Appetizer favorites often include creamy goodies such as onion dip with potato chips, ranch dressing with veggies, queso and tortilla chips and other items containing dairy. If you or someone coming to your event needs to eat lactose-free, you can find plenty of options for creating familiar appetizers that don’t require exotic ingredients or break your budget.
Think ethnic when you make lactose-free appetizers
To avoid including lactose in your appetizers, don’t use ingredients made from milk. Write a list of dairy items to guide and remind you, including cheese, butter, yogurt, creamy dressings, chocolate and dips.
Eliminate the cheese from antipasti and you’ll still be able to serve an enticing platter of meats, olives, marinated artichokes and mushrooms and roasted red peppers. Be creative, depending on your culture or locale to create a tasty meat and veggie platter. Use lean turkey or ham instead of sausage or pepperoni to reduce the fat and cholesterol.

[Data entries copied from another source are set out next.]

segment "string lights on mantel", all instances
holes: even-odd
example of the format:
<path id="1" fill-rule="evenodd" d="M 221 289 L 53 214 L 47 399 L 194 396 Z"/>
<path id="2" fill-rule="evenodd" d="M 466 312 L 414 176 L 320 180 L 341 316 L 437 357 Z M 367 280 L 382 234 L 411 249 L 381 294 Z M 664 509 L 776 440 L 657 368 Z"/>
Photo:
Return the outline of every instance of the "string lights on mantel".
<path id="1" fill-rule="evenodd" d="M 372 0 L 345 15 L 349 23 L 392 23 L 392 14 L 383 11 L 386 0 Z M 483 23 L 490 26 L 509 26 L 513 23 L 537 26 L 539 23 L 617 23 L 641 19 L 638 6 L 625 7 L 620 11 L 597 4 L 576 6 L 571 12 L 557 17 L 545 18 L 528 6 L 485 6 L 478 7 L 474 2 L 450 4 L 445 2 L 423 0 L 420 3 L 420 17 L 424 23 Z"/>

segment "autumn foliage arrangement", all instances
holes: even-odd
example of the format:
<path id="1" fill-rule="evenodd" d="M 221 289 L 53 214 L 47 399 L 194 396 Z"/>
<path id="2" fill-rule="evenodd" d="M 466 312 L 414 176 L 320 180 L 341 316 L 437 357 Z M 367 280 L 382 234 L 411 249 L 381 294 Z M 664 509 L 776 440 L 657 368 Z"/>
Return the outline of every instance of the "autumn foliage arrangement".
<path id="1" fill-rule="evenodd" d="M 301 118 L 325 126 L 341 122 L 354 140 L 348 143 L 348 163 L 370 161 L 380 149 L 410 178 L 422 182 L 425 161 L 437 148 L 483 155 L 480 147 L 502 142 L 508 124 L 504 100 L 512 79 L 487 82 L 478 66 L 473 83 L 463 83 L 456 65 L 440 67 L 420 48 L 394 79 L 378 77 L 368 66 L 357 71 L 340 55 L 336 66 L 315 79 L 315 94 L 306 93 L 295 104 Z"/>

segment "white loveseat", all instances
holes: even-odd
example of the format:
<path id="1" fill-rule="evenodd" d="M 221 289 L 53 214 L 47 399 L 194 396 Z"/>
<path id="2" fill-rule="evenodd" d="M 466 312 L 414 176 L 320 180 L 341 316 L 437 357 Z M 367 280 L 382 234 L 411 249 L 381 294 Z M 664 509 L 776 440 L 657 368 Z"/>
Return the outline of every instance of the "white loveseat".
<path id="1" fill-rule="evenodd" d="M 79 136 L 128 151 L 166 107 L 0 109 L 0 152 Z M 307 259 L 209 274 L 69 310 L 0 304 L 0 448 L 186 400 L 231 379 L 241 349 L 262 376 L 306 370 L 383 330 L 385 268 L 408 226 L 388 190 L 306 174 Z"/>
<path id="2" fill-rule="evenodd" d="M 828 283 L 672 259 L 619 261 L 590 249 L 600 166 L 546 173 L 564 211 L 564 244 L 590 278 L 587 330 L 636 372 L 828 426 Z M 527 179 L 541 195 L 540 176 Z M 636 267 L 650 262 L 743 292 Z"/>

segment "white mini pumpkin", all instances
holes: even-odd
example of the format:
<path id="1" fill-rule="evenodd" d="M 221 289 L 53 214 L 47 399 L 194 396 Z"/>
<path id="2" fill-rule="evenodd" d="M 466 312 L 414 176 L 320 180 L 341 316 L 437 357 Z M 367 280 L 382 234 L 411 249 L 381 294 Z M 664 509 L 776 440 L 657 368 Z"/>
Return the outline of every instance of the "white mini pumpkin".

Samosas and pakora are two Indian favorites that contain no dairy. Samosas are flaky pockets stuffed with meat or vegetables and baked or fried. Pakora is a deep-fried, chickpea batter-coated vegetable that provides a savory exterior and sweet inside. When using a batter coating, use lactose-free milk or a nut milk.
Chips and salsa are common appetizers people recognize and enjoy. Use baked chips for a low-fat appetizer combo. You can easily make your own salsa in a food processor with tomatoes, onions, green and red peppers, lime juice, cilantro, chili powder or other favorite ingredients. Instead of serving cheese or sour cream, offer refried beans, a black bean dip or guacamole made with fresh avocados.
Veggies and Hummus
A crudité, or veggie platter, lets you serve a variety of healthy items with or without a dip. Julienne strips of red and green peppers. Slice summer squash and zucchini. Carrots, celery, radishes and broccoli florets can round out your platter. Serve with a hummus dip made from chickpeas. Grocery stores offer a variety of flavored hummus options to pair with your veggies.
Shrimp are a low-fat favorite you can pair with a cocktail or remoulade sauce. Serve them hot, peel-and-eat style, or cold, de-veined and with the tail on.
Add curry powder to hard boiled egg yokes you mash and return to the outer egg. This gives the eggs a rich, dark color and mellow flavor that doesn’t have to be hot, if you don’t want it that way. Use just enough curry powder to flavor, not spice, the yolks. If you don’t have curry, sprinkle a bit of paprika on the eggs after you’ve filled them.
Grill chicken, then coat it with your favorite marinade. Hoisin sauce, black bean and garlic, honey mustard or an orange glaze make tasty, low-fat sauces. Serve chunks of chicken in lettuce cups, and sprinkle with diced nuts for crunch and more nutrition. Use chicken breast meat to reduce the fat content of this appetizer.
Use low-fat, ground turkey breast meat and bind with panko or breadcrumbs and egg whites for healthy meatballs you can coat in a number of sauces or marinades. Serve on toothpicks to make this an easy-to-eat finger food.